Her final project, a documentary film project on one of the unsung figures of the civil rights movement entitled The Barber of Birmingham was completed posthumously, co-directed and produced with still photographer Robin Fryday. The film premiered at the 2011 Sundance Film Festival, three months after Dolgin's death, and was nominated for an Academy Award in 2012.

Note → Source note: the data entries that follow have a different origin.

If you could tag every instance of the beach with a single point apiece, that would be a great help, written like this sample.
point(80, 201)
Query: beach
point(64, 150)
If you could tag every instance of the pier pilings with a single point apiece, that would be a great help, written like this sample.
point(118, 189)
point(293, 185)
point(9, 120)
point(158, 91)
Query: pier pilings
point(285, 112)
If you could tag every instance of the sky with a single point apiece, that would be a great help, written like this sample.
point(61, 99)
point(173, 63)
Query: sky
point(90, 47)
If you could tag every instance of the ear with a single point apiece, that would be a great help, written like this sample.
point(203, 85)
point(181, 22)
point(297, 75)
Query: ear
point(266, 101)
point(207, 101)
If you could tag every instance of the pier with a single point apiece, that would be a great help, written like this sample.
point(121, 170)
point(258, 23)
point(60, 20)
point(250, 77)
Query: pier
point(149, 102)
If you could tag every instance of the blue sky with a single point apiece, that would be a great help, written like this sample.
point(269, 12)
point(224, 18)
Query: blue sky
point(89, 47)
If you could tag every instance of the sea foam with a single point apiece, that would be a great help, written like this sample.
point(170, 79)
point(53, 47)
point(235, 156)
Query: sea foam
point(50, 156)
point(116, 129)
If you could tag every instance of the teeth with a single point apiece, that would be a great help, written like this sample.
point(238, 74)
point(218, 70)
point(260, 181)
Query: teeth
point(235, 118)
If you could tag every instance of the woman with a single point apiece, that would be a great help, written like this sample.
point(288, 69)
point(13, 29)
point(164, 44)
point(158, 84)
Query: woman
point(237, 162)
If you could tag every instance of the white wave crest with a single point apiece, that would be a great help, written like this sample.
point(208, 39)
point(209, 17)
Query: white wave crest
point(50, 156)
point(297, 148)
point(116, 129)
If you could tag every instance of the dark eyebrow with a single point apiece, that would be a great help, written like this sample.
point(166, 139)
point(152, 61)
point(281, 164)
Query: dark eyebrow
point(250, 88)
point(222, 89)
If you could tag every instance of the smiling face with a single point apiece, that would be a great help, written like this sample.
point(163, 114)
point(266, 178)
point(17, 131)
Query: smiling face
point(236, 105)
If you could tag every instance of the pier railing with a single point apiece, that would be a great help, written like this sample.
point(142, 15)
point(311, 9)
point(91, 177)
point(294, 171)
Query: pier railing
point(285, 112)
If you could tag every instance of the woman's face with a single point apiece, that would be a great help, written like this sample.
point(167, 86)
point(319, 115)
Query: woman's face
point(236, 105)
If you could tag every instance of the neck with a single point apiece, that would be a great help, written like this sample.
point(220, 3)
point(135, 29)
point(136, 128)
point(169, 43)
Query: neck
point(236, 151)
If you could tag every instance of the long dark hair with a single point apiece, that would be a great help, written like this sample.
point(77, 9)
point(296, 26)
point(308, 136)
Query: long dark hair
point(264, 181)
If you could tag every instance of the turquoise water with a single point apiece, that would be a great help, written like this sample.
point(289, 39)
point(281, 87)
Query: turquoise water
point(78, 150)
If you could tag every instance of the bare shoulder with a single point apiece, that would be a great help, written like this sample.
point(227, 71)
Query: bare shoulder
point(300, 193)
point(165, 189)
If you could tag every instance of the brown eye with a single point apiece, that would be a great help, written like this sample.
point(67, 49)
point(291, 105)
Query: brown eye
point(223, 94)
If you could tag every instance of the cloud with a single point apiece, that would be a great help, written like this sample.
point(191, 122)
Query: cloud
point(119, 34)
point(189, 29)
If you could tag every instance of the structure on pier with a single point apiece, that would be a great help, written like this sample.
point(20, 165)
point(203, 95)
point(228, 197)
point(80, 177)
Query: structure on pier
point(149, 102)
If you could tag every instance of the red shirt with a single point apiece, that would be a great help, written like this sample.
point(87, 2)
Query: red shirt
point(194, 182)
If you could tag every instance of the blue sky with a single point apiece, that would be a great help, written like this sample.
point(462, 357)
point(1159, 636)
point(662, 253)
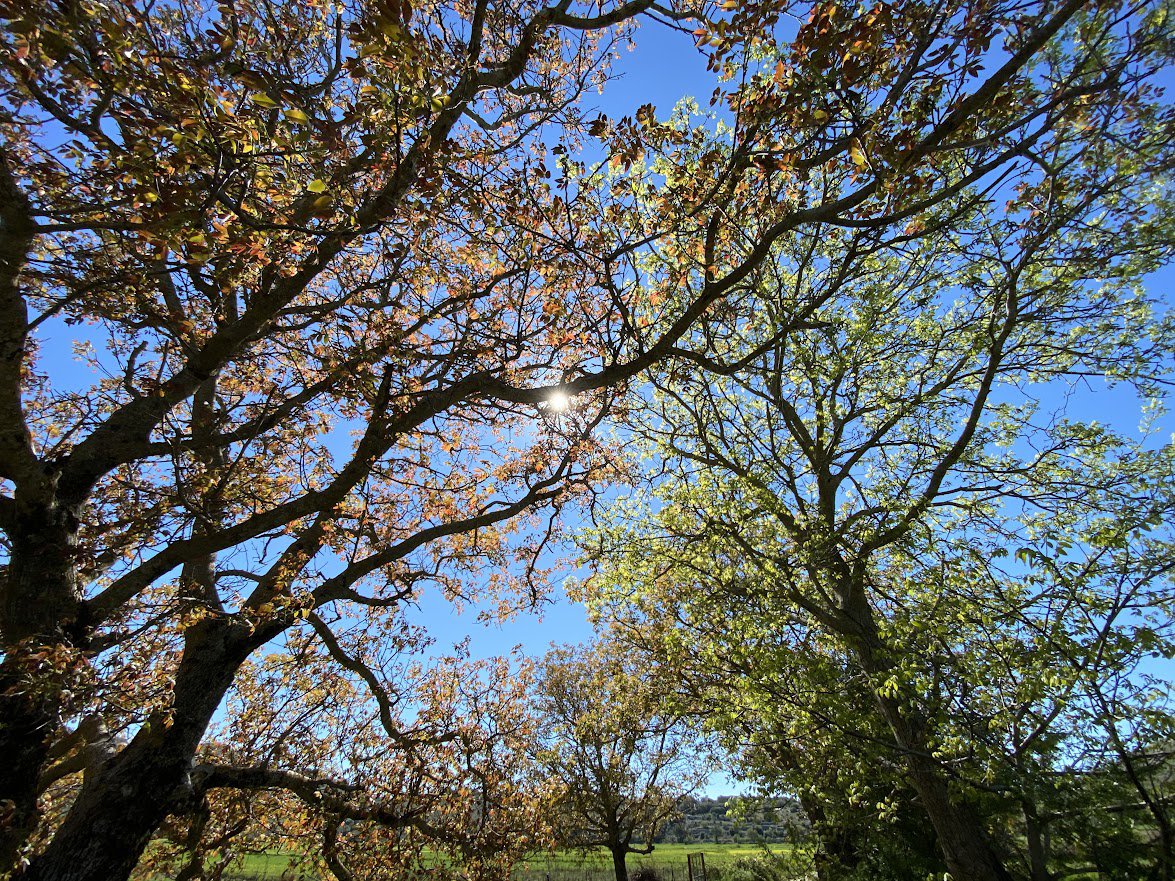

Dolgin was a mentor to Bay Area filmmakers, hosting monthly gatherings at her home in Berkeley, California to watch and discuss films with their directors via speakerphone, and served as a judge, board member and reviewer with the Sundance Film Festival, Independent Television Service, Berkeley Film Foundation and San Francisco Jewish Film Festival.

Dolgin died in 2010, aged 65, following a 10-year battle with breast cancer. She was candid about her illness, speaking about it during her 2002 acceptance speech at the Sundance Film Festival for Daughter from Danang and describing how she had found the courage to continue making films. She had one daughter, Amelia Nardinelli.